Así, nos encontramos frente a un Occidente debilitado, con retos a futuro monumentales, entre ellos un notable “envejecimiento poblacional” con un traslado de la población mundial de oeste a este; tasas de inflación inauditas para países occidentales -EEUU entre ellos-; potenciales crisis de deudas soberanas; procesos migratorios masivos crecientes por muchas razones; problemas debidos al calentamiento global; un aumento de la automatización y robotización de la mano de tecnologías -disruptivas-; todos desafíos que pueden corroer aún más la fe en el capitalismo liberal democrático. En especial cuando la presión por mantener poblaciones añosas con un desempleo e inflación en alza aumente la competencia por recursos naturales y mercados. El “antiguo establishment” se va tornando obsoleto, con una menor legitimidad y sin mandatos válidos.
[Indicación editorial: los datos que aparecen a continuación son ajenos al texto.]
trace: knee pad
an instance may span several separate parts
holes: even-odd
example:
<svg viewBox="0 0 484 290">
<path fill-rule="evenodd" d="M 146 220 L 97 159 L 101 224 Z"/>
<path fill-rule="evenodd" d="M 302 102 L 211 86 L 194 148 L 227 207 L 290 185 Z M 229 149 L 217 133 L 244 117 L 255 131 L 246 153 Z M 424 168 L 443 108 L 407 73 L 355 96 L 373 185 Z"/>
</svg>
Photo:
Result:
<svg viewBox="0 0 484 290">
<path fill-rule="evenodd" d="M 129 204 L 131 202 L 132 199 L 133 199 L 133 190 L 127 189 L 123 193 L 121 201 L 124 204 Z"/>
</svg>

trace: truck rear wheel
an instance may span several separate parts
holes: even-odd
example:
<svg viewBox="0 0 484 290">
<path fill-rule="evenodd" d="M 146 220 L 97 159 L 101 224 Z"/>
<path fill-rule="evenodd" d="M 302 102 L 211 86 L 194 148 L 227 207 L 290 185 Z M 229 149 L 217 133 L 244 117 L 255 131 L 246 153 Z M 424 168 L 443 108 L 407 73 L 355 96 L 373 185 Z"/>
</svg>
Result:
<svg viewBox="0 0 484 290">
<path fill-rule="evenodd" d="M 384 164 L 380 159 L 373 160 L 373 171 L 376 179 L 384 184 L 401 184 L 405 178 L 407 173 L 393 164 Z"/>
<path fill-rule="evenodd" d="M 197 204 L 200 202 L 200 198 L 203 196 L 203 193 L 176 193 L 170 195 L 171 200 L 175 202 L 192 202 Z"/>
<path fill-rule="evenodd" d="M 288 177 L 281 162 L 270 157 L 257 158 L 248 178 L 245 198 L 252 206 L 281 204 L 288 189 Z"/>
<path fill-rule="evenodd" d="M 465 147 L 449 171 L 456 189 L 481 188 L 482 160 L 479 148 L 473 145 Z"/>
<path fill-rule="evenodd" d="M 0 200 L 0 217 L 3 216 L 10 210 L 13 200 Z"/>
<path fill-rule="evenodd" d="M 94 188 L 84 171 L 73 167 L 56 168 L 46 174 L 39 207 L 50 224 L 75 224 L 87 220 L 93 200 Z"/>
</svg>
Así, a la crítica de lo viejo se suma la incertidumbre acerca del futuro y la cada vez más profunda insatisfacción respecto al presente. También el miedo al presente condiciona la posibilidad de imaginar y moldear un futuro mejor, haciendo que prevalezca el interés individual por sobre el interés colectivo.
Hoy, en pleno siglo XXI, la estabilidad que el mundo se atrevió a anunciar hace treinta años comienza a crujir y a resquebrajarse por varios lados, mientras surgen espacios para autocracias iliberales y conflictos armados impensados muy poco tiempo atrás.
El mundo se está reconfigurando en un nuevo orden global cuyo final es difícil de anticipar. La política y la sociedad global están embarcadas en un proceso similar.
Tiempos complejos. Solo esperemos no despertarnos, un día, viviendo en la República de Gilead. (1)
(1) Una ficción sobre un gobierno de fundamentalistas religiosos en Estados Unidos. “El cuento de la criada” (1985) , es una novela distópica de la escritora canadiense Margaret Atwood.